Tuesday, September 1, 2009 | |

Knewsing 2: Peter Pan Kids



Today’s article comes from The Miami Herald: Pedro Pan site Hits Milestone as Social Networking Connection. By Luisa Yanez. http://www.miamiherald.com/news/breaking-news/story/1211386.html

The interesting thing about the Miami Herald is that it’s probably the only city in America where Cuba makes front page news almost daily. Today they posted a story about a new database/social networking site that the Miami Herald has made for and by Cuban-Americans, specifically for Peter Pan Kids (keep reading if you don’t know what this is).

Forget what you know about Facebook or Twitter or any other kind of “social networking” – this is a website that connects people linked by a particular socio-historical moment in time. Operation Pedro Pan (Operation Peter Pan) was a movement that transported children from Cuba, alone without their parents, to America from 1960-1962. It was directed mostly by Monsigner Bryan O. Walsh and the Catholic Church. The idea was to get these kids out of Communist Cuba, where the parents were becoming fearful of the new regime and what it meant for their children. Later, they would reunite with their children, when they themselves could get out. That was the plan. Some of the kids, however, remained orphans, never seeing their parents again.

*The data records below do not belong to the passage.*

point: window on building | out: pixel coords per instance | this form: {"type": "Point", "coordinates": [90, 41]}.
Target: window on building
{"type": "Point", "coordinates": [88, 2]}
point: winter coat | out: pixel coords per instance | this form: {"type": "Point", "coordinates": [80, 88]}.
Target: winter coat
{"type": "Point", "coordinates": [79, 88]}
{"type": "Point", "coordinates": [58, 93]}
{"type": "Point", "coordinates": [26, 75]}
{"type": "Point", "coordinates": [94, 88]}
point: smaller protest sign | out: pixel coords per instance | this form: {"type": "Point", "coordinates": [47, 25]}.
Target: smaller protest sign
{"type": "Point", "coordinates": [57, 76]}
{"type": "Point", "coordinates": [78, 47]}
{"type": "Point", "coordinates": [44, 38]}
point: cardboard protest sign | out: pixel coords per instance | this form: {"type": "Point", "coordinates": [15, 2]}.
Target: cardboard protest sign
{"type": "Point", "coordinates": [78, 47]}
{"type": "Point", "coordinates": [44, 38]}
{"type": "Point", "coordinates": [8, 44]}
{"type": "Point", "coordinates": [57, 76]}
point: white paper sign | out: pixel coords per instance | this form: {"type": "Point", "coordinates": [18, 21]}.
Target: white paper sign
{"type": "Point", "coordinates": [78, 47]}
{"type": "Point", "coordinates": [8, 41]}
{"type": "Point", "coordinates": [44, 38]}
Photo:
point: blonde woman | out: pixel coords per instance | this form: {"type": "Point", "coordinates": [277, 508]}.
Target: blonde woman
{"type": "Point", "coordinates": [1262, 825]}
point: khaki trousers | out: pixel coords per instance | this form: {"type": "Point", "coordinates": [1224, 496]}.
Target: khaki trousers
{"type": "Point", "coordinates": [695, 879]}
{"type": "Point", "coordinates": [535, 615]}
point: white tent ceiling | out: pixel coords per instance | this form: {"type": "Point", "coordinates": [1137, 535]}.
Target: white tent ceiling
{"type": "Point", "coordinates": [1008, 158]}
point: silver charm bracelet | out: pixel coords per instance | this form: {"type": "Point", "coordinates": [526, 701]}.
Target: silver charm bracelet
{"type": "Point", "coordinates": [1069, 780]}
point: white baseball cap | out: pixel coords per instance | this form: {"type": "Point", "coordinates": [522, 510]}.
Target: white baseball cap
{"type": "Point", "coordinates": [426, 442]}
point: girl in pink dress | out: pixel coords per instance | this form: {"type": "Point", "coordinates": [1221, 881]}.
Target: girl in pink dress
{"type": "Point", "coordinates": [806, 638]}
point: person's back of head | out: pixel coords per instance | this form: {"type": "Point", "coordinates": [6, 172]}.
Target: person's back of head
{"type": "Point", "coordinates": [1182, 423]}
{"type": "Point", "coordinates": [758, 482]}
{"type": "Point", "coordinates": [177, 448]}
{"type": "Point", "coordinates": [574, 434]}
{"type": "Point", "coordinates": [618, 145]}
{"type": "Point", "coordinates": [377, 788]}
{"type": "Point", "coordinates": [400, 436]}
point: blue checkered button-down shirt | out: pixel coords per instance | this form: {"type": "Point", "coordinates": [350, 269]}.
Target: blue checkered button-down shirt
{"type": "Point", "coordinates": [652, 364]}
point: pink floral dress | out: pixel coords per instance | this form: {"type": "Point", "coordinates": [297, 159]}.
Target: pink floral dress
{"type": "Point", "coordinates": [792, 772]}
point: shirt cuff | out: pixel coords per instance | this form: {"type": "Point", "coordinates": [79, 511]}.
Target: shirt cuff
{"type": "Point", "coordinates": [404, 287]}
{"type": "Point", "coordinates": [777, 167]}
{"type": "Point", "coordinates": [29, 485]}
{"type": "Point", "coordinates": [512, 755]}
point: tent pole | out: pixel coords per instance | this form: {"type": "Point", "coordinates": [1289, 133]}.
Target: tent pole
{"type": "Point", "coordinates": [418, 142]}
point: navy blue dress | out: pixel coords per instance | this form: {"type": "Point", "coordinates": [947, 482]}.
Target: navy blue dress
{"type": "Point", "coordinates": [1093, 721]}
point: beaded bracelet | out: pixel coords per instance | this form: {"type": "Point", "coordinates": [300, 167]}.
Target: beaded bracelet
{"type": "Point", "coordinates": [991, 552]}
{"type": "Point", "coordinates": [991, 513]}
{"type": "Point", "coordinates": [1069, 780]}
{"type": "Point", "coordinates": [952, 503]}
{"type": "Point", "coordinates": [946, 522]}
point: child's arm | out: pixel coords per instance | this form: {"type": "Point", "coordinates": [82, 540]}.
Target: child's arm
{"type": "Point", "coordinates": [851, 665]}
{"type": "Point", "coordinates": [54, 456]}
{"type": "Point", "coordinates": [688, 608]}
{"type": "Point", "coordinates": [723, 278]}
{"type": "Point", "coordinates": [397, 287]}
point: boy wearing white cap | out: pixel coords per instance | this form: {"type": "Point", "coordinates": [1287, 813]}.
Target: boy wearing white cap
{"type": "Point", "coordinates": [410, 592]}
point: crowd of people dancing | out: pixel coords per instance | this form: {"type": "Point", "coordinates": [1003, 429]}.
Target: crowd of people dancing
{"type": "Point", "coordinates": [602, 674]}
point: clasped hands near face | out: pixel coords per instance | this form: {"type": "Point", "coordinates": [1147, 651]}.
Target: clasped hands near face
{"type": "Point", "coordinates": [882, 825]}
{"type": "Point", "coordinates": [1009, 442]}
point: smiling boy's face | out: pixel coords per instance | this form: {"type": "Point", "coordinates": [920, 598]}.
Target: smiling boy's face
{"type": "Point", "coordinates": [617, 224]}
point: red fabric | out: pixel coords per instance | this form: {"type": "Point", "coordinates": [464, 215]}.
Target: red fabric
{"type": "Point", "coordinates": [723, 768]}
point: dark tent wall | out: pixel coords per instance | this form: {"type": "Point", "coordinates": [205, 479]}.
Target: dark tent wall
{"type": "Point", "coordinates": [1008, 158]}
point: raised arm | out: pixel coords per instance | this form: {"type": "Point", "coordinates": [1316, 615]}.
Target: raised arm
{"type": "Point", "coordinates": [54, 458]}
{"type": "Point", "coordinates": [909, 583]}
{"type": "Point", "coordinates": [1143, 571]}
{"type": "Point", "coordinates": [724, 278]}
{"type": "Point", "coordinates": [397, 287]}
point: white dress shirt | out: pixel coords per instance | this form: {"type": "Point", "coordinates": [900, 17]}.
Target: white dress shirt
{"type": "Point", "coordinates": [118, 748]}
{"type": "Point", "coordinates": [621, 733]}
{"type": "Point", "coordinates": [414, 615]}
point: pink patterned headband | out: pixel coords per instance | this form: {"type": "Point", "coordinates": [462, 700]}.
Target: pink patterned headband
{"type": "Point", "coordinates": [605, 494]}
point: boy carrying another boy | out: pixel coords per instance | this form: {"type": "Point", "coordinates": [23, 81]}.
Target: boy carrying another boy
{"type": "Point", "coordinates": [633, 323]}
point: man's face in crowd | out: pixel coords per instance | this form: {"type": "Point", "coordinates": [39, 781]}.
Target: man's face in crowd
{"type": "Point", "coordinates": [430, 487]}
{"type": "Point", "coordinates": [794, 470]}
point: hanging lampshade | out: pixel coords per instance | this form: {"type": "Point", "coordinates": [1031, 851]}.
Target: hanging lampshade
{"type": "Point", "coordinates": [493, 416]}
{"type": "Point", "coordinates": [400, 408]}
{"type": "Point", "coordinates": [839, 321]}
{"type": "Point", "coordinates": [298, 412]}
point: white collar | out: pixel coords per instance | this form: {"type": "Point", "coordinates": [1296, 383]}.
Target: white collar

Just imagine it: being in Cuba, a kid, your parents whispering in the kitchen and all of a sudden you are being shipped to a camp in Florida with other Peter Pans, and eventually taken into foster care. Talk about growing up fast – the irony of the title of this operation never ceases to amaze me. Some stories are happier ones, granted. Regardless, these stories make up a part of American history as much as they do Cuban history and the database the Miami Herald has created is allowing for this story to be told in the first person. A great effort, I think.